Deux avancées récentes pourraient changer les recommandations dans ce domaine. La première et la moins importante est la disponibilité récente de gélules à libération intestinale prolongée, généralement de sulfate ferreux. La prise est quotidienne et non plus triquotidienne, et les effets secondaires sont réduits.
La seconde avancée résulte d'études limitées réalisées en 1993 qui autorisent à penser qu'une prise hebdomadaire est aussi efficace qu'une prise triquotidienne. Il est possible que ce rythme devienne bientôt la recommandation officielle. Si un comprimé de 60 mg de fer élément chaque semaine devrait suffire, la supplémentation serait plus facile, plus acceptable et beaucoup moins coûteuse.
La lutte contre le paludisme contribue également à la réduction de la carence en fer, mais il ne sera pas discuté ici car ce n'est pas une intervention strictement nutritionnelle. Le paludisme est le problème le plus grave dans de nombreux pays tropicaux et il induit des anémies non nutritionnelles, dues à l'invasion et à la destruction des globules rouges par les parasites. La prévention et le traitement du paludisme constituent une priorité et on trouvera des détails sur ce sujet dans des manuels de médecine tropicale.
Les efforts de traitement simultané de plusieurs carences présentent un grand intérêt. Les efforts de base visant à augmenter la variété des aliments consommés et quelquefois leur quantité contribuent à lutter contre toutes les carences. Toutes les stratégies à base alimentaire ont des bénéfices multiples, ce qui explique pourquoi des interventions comme le maraîchage familial, l'amélioration de la transformation locale des aliments et l'éducation nutritionnelle sont les approches de choix.
Les trois sujets suivants méritent également d'être envisagés plus longuement.
On sait depuis longtemps que la carence en vitamine A est associée à une anémie et qu'elle induit une anémie chez l'animal.
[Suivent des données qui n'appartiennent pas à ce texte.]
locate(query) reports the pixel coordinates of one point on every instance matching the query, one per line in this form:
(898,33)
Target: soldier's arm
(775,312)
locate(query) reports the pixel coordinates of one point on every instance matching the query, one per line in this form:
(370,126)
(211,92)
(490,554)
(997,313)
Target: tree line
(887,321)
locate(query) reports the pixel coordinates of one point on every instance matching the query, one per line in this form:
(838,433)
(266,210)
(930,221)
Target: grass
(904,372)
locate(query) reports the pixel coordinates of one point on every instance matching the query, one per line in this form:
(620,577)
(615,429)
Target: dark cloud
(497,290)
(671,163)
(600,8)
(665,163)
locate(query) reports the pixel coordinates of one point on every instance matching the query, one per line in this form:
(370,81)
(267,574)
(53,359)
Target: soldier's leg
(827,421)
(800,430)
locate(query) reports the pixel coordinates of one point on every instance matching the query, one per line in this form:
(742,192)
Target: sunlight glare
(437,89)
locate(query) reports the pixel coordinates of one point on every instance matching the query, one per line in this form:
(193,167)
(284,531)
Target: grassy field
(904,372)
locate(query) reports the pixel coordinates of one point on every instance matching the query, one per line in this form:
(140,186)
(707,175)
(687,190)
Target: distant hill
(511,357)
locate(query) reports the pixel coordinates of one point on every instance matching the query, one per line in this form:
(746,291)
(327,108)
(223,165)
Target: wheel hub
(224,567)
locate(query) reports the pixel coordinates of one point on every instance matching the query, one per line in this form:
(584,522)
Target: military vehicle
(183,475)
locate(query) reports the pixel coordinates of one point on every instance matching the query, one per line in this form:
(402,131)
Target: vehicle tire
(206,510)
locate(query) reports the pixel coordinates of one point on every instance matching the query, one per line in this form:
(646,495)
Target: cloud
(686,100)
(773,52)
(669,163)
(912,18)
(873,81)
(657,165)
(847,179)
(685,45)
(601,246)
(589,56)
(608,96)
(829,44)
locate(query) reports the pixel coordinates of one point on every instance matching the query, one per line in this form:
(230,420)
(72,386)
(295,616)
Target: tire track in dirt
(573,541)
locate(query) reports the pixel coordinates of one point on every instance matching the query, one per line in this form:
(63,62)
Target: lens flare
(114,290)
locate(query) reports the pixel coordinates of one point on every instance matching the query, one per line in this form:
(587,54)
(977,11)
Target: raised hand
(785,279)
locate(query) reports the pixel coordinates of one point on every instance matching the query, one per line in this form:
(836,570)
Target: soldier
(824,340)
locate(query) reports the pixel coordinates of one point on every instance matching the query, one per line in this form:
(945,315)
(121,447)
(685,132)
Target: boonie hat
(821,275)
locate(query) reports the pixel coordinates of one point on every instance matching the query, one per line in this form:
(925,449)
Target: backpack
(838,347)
On a de plus en plus de preuves actuellement dans les pays en développement que la carence en vitamine A est une cause importante d'anémie chez l'homme. La prévalence des deux carences est généralement similaire dans chaque pays. La recherche montre que pour obtenir une augmentation correcte de l'hémoglobine, il faut donner du fer et de la vitamine A. Les programmes de lutte contre l'anémie dans les pays en développement devraient donc fournir de la vitamine A en même temps que du fer, aux femmes enceintes notamment.
Une étude récente a montré que les parasites intestinaux réduisaient l'absorption de l'huile iodée orale. On suggère donc de déparasiter avant de donner des suppléments d'iode.
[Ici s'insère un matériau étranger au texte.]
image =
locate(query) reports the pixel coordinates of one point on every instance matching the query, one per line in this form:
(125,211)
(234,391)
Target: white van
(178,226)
Dans les pays industrialisés, les carences en micronutriments ont été maîtrisées en combinant une amélioration de la disponibilité d'aliments et une augmentation du niveau des revenus et de l'instruction. Cependant, certains problèmes comme le rachitisme ont été éliminés par l'emploi des suppléments comme l'huile de foie de morue. La majorité des suppléments contenaient de la vitamine A et D. Les parents les obtenaient des services de santé ou les achetaient dans une pharmacie ou une épicerie et en donnaient régulièrement aux enfants. Il est possible - et les essais sont en cours - de fabriquer un mélange de micronutriments destiné à aromatiser le lait ou l'eau. Une prise quotidienne ou hebdomadaire fournirait approximativement les apports recommandés en fer, en vitamine A, en iode et en autres micronutriments reconnus comme déficients au sein de la communauté concernée. Si ces arômes étaient disponibles auprès des services de santé ou dans le commerce, les parents pourraient prévenir à domicile les carences en micronutriments, comme c'était le cas il y a 60 ans avec l'huile de foie de morue.